Thysanotus triandrus, commonly known as three-stamened fringe lily is a species of flowering plant in the Asparagaceae family, and is endemic to the south-west of Western Australia. It is a tufted perennial herb with a small rootstock, fibrous roots, narrowly lance-shaped to more or less linear, perennial leaves and an umbels of four to fifty purple flowers with lance-shaped sepals, elliptic fringed petals and three stamens with equal anthers.

==Description==
Thysanotus triandrus is a tufted perennial herb with a small rootstock and fibrous roots. It has about 5 to 42 narrowly lance-shaped to more or less linear and flat or channelled leaves that are more or less terete on the upper surface and ridged below, 50-430 mm long and 1.5–3 mm wide. The flowers are borne in an umbel with four to fifty flowers, each on a pedicel 5–35 mm long. The perianth segments are 9–15 mm long, the sepals lance-shaped, about 3 mm wide, and the petals elliptic, 6–7 mm wide, with a fringe about 3 mm long. There are three stamens, the anthers about 5 mm long, slightly curved and twisted, the style curved, about 6 mm long. Flowering occurs from September to December, and the seeds are cylindrical about 2 mm long and 1 mm in diameter with a stalked, yellow aril.

==Taxonomy==
This species was first formally described in 1810 by Jacques Labillardière who gave it the name Ornithogalum triandrum in his Novae Hollandiae Plantarum Specimen. In the same year, Robert Brown transferred the species to Thysanotus as T. triandrus. The specific epithet (triandrus) means 'three-stamens'.

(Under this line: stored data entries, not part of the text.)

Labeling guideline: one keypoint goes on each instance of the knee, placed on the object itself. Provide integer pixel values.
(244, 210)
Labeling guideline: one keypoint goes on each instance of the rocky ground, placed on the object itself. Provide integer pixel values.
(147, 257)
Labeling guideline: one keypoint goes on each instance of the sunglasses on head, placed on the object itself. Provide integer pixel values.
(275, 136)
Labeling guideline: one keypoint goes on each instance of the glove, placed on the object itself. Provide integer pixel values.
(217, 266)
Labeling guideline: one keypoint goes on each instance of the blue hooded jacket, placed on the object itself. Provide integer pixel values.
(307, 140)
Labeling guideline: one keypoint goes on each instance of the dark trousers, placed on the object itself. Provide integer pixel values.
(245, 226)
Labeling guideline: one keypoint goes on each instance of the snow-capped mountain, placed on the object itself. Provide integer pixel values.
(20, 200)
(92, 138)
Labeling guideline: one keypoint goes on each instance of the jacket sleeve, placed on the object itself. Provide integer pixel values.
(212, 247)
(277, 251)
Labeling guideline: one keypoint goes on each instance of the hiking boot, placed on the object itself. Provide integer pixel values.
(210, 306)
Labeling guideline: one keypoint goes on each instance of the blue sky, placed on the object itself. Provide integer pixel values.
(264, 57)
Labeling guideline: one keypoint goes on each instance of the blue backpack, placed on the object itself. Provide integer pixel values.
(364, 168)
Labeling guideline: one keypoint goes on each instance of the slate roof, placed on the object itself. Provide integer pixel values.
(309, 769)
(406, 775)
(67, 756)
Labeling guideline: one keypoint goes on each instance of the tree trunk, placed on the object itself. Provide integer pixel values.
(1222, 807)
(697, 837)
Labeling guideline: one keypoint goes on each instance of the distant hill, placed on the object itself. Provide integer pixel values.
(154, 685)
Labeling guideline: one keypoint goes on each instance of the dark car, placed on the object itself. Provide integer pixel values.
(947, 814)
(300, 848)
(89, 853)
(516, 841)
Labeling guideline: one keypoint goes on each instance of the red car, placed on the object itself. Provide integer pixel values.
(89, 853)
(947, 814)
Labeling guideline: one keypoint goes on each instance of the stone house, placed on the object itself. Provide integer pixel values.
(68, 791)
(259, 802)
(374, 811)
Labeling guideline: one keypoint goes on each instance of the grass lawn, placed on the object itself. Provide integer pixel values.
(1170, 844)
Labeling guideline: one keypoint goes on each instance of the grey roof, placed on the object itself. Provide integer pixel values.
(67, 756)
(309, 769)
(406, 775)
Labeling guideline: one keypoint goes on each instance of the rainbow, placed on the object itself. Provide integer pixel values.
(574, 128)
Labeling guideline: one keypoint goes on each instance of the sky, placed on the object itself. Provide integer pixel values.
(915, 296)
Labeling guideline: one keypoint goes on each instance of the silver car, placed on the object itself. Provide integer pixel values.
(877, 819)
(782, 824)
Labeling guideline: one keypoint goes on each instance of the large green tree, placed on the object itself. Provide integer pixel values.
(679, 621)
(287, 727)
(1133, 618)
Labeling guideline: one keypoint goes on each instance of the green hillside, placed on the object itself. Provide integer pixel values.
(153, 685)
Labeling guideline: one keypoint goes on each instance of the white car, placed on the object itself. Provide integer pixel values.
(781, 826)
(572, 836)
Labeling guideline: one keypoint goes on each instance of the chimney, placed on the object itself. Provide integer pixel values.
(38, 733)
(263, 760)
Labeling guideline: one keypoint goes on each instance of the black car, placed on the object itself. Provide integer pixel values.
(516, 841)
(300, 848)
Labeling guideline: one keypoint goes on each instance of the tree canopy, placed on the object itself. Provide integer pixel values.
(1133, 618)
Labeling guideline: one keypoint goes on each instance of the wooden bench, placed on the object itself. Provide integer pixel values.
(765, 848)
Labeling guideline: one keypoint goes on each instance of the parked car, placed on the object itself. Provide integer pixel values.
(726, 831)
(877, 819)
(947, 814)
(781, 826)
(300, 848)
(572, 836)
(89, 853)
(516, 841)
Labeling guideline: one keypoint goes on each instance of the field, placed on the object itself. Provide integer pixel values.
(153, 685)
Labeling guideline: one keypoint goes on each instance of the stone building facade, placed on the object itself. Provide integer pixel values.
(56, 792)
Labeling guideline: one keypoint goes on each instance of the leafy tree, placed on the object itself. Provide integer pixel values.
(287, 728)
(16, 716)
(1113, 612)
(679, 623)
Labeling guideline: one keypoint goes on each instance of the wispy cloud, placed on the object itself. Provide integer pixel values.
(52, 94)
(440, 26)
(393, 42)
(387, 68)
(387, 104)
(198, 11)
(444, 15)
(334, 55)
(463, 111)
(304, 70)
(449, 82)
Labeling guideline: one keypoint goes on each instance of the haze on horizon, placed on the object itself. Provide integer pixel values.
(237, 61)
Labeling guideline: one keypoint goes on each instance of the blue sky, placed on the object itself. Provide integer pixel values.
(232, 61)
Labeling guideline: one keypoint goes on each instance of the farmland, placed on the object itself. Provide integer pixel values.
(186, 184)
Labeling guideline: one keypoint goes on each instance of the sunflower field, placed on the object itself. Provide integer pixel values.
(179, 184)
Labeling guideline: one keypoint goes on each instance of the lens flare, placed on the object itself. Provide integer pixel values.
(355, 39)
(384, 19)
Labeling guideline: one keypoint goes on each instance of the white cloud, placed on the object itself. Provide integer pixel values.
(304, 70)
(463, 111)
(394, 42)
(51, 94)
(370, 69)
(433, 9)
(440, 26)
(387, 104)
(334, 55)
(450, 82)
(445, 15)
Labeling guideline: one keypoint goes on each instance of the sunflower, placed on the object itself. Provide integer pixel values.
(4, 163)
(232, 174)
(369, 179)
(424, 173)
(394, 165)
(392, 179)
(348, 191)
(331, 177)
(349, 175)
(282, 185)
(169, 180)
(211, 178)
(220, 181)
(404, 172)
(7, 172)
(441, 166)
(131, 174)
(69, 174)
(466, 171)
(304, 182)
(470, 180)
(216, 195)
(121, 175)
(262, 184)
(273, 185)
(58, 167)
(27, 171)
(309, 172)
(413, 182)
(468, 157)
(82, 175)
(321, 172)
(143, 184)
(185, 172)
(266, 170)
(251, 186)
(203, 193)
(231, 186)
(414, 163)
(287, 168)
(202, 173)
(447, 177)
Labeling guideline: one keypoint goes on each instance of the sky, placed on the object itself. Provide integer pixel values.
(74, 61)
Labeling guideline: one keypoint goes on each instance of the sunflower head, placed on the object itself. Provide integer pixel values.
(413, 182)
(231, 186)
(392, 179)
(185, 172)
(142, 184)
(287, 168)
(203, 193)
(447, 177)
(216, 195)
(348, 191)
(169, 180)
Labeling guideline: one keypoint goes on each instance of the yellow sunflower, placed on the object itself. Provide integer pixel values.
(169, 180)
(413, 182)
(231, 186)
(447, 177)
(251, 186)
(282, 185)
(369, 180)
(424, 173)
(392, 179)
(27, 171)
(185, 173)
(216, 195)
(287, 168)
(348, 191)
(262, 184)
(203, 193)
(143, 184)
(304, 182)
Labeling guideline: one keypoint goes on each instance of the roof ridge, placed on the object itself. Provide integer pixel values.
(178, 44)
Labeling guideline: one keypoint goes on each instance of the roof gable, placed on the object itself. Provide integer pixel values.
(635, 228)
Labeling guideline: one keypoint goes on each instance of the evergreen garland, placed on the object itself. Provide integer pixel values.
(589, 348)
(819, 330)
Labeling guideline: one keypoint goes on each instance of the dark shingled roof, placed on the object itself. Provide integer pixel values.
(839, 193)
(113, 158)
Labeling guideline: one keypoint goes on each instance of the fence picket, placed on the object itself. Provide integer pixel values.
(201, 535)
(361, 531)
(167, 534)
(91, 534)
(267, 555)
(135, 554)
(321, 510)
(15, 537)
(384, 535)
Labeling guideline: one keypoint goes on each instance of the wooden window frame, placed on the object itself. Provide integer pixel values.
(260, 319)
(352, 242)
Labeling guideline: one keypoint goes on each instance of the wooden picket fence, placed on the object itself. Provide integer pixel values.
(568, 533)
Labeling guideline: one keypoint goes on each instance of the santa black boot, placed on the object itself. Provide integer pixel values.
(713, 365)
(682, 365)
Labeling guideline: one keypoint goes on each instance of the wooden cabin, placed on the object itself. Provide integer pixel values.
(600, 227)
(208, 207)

==Distribution and habitat==
Thysanotus triandrus grows in low Banksia forest on inland sandplain vegetation in deep white sand, sometimes with Eucalyptus staeri in dark, humus-rich sand. It occurs from Cockleshell Gully to Esperance and Israelite Bay, in the Avon Wheatbelt, Esperance Plains, Geraldton Sandplains, Jarrah Forest, Mallee, Swan Coastal Plain and Warren bioregions of south-western Western Australia.

==Conservation status==
Thysanotus teretifolius is listed as "not threatened" by the Western Australian Government Department of Biodiversity, Conservation and Attractions.